Non ha più 20 anni, quando, le ricorda Francesco Giuseppe, amava la vita di corte, le belle acconciature e gli svaghi, e questa lotta contro il tempo, contro un'immagine ormai irraggiungibile, imposta e ingannevole, si trasforma in una lotta contro il cibo, la bilancia (di nuovo come nel caso di Spencer), il sesso e contro le imposizioni sociali, perseguendo un nuovo sguardo e un nuovo respiro di libertà. Un respiro che ricerca persino sott'acqua, come nella prima scena del film, dove Sissi appare vestita di tutto punto e immersa in una vasca piena d'acqua, nel tentativo di trattenere il respiro per il maggior tempo possibile. Quasi una variante dell'Ophelia di John Everett Millais, in un intreccio tra passione, follia ed evasione, con l'elemento dell'acqua che ritorna poi nel finale.

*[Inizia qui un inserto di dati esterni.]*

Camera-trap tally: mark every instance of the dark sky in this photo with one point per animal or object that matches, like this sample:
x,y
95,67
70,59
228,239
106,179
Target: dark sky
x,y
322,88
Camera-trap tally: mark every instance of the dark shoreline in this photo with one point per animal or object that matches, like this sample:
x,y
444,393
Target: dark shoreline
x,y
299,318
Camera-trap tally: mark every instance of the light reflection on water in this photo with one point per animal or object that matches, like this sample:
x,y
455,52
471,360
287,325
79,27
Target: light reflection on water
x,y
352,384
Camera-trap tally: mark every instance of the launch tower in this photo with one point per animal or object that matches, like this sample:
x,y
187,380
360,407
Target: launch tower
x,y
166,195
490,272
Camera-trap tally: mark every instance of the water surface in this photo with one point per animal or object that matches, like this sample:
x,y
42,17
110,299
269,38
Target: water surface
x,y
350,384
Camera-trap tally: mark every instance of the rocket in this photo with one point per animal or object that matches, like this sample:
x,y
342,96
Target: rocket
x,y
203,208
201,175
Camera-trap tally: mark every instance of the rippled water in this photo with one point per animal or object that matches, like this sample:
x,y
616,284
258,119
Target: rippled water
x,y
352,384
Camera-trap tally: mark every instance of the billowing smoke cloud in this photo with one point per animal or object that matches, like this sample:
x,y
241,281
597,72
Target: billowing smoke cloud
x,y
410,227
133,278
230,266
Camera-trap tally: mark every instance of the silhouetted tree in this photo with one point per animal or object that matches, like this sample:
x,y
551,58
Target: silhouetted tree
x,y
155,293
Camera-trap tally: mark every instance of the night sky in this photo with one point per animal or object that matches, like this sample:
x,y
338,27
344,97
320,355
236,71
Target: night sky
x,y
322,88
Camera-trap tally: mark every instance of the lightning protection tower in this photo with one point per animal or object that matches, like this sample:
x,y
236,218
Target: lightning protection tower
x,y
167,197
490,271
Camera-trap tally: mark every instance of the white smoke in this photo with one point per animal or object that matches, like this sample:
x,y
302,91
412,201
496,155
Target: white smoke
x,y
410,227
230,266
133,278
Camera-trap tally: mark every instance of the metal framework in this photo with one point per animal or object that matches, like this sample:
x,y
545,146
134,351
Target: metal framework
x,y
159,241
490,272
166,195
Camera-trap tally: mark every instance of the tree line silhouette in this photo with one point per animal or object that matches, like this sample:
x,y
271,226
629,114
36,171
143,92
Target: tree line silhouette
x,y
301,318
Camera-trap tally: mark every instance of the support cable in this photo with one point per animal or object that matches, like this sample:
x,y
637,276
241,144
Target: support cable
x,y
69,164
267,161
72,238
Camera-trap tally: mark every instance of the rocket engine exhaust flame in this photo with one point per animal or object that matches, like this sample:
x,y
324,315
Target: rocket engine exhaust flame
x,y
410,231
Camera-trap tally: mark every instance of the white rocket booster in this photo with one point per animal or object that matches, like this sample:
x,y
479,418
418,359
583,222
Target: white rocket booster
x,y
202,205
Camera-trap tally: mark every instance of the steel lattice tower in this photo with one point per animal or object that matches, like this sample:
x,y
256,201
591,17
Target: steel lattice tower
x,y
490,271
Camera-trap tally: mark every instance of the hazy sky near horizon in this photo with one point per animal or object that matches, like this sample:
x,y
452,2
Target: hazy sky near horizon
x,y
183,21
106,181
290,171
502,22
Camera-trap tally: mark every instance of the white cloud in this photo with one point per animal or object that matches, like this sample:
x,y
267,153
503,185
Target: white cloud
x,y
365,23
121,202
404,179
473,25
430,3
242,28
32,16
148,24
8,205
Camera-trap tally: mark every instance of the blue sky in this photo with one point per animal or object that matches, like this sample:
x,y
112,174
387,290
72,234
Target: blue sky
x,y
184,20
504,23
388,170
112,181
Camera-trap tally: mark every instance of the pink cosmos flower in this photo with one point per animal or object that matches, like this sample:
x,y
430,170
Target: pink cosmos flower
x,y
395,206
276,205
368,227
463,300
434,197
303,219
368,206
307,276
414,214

Attraverso le immagini, i ritratti e il ruolo della percezione, l'atto del guardare e della rappresentazione ritornano in ogni momento del film, con Elisabetta che sottolinea l'importanza di "lasciare una bella immagine" e che al tempo stesso cerca di sfuggire all'immagine che si è perpetuata di lei e che l'ha imbrigliata. Non tanto la riscrittura di un personaggio, quanto una messa a fuoco di una donna realmente complessa, malinconica e anticonformista; sfaccettature limate e dissimulate da sguardi e immaginari illusori che perdurano tuttora.
Nello slancio verso la libertà e verso una riaffermazione iconica, la Sissi di Marie Kreutzer elude i vincoli storici, muovendosi in un'Europa anacronica e atemporale, e si oppone persino all'inquadratura (troppo angusta per lei quando si trova schiacciata contro il soffitto delle proprie stanze, divenuta apparentemente enorme come l'Alice di Lewis Carrol), da cui più di una volta salta all'improvviso fuori. Ma è soprattutto lo sguardo da cui l'imperatrice è ossessionata. Cerca di sfuggire a quello indagatore, omologato e opprimente che l'attanaglia e chiede invece di essere guardata con passione dal cugino Ludovico e dal marito. E se i ritratti e le fotografie non sono più adeguati e capaci di catturare la sua essenza, Sissi si affida piuttosto alle immagini di Louis Le Prince, precursore del cinema.
È proprio attraverso il cinema, quindi, che si possono demolire immagini e concezioni ingannatrici che hanno segnato la nostra società, per crearne di nuove, più stratificate, veritiere ed emancipate, liberando i fantasmi intrappolati nell'immaginario storico e collettivo.